# cypress wood???



## porksnorkel (Oct 6, 2006)

anyone try cypress wood? i was under the impression that the odors from it were bad for fish. i've actually used a piece in a gourami tank and they died one by one over a month or 2's time. it was almost lke they were loosing their minds, the way they'd spin around and swim retarded like. i ask because the wood looks awesome, and i just found this guys site who claims cypress is great for aquariums. he even claims cypress is a prefered pleco diet!

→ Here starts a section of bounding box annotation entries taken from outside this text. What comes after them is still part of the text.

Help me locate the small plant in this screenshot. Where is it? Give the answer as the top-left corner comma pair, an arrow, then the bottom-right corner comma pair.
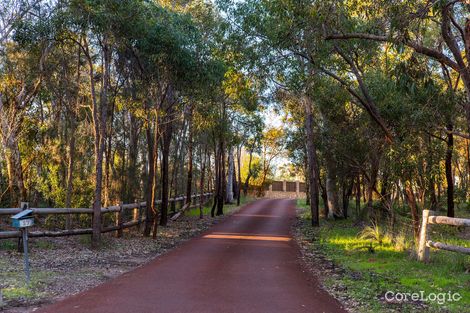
359,223 -> 385,245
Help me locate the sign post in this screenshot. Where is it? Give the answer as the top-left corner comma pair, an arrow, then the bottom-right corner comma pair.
11,202 -> 34,285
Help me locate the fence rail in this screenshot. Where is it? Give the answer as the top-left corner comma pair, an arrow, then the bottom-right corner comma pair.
418,210 -> 470,262
0,193 -> 212,239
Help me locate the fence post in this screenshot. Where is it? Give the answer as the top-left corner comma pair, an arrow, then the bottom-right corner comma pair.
116,201 -> 122,238
418,210 -> 433,262
137,200 -> 144,231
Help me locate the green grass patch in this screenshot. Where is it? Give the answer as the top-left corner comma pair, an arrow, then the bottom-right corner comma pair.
298,201 -> 470,312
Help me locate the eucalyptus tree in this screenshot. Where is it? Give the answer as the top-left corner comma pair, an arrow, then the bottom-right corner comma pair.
0,1 -> 51,206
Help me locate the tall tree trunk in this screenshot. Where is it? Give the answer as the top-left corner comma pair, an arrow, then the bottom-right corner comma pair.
211,146 -> 221,217
405,181 -> 419,240
237,145 -> 242,206
199,148 -> 207,218
325,157 -> 341,219
356,174 -> 361,218
225,147 -> 235,203
445,124 -> 455,217
303,95 -> 320,227
65,47 -> 81,229
125,113 -> 140,202
84,38 -> 111,248
216,137 -> 227,216
144,109 -> 157,237
186,105 -> 193,204
160,121 -> 172,226
243,149 -> 253,197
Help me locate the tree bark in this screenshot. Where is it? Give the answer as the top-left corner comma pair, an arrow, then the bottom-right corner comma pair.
225,147 -> 235,203
303,95 -> 320,227
160,116 -> 173,226
237,145 -> 242,206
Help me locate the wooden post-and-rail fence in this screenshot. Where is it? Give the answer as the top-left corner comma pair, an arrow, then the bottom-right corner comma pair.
418,210 -> 470,262
0,193 -> 212,239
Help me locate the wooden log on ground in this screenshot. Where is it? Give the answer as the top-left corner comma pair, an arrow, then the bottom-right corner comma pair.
0,230 -> 21,239
426,240 -> 470,254
428,216 -> 470,227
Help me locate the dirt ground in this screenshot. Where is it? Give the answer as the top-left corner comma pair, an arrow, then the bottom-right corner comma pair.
0,210 -> 236,313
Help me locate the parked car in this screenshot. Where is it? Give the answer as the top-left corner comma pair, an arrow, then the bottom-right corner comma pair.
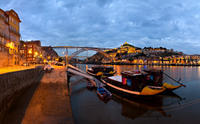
44,64 -> 54,72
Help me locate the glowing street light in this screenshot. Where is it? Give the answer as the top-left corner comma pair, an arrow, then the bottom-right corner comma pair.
28,49 -> 32,54
34,52 -> 38,56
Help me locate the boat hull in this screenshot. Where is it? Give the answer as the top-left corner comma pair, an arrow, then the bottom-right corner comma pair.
102,78 -> 166,98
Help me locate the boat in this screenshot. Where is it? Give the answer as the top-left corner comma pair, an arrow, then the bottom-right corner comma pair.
87,81 -> 95,90
87,66 -> 116,78
97,87 -> 112,101
101,70 -> 183,96
144,69 -> 185,91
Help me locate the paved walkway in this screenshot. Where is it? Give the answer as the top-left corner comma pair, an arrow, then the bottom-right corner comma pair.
22,68 -> 73,124
0,65 -> 35,74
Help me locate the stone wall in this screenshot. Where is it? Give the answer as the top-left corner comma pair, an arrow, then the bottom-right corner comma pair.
0,67 -> 43,123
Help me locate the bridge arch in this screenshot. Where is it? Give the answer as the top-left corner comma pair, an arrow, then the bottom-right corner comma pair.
68,48 -> 114,62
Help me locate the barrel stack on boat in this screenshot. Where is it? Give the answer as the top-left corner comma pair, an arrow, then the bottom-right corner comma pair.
87,65 -> 116,79
102,69 -> 182,96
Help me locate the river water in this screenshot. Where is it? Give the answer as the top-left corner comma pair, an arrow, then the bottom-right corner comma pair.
70,64 -> 200,124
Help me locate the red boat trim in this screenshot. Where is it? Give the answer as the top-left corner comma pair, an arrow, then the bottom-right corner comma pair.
103,81 -> 140,95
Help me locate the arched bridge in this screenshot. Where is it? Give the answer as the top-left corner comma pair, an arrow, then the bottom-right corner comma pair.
44,46 -> 113,61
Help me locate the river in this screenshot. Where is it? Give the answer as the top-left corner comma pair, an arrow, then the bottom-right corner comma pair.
70,64 -> 200,124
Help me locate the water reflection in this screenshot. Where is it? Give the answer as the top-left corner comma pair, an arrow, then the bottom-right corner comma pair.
71,65 -> 200,124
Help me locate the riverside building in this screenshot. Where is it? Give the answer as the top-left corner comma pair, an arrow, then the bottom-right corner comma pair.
0,9 -> 21,67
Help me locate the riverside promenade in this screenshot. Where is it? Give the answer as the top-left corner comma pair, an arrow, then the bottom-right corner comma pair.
1,67 -> 74,124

http://www.amazonmoosey.com/swampwood1.htm


----------



## hamdogg08 (Feb 18, 2007)

Try it and tell us how it goes!


----------



## porksnorkel (Oct 6, 2006)

would loe to, as it's fairly easy to find here in florida. just don't wanna jeapordize my fishes.


----------



## hamdogg08 (Feb 18, 2007)

buy some feeder guppies or something like that. Keep them for a week or two just so you know they can live (feeders generally suck at life, literally) then throw the cypress in and see how the next few days go.

You can just do it in your QT tank!


----------



## fish_4_all (Nov 13, 2006)

I have searched for a while and I could not find anything that said driftwood/bogwood that is Cypress is going to harm your fish, nothing at all. The only thing Yyou have to be careful of is any bogwood that you collect needs to be sterilized extremely well before using it. There is no way to even think about how many nasties live in wood that has been in a swamp long enough to get waterlogged, especially with as long as Cypress takes to waterlog. 

A lot of people us Cedar driftwood/bogwood in their tanks and never have a problem where if you were to use it alive or fresh the chemicals in it would kill anything in the confined space of a fish tank.


----------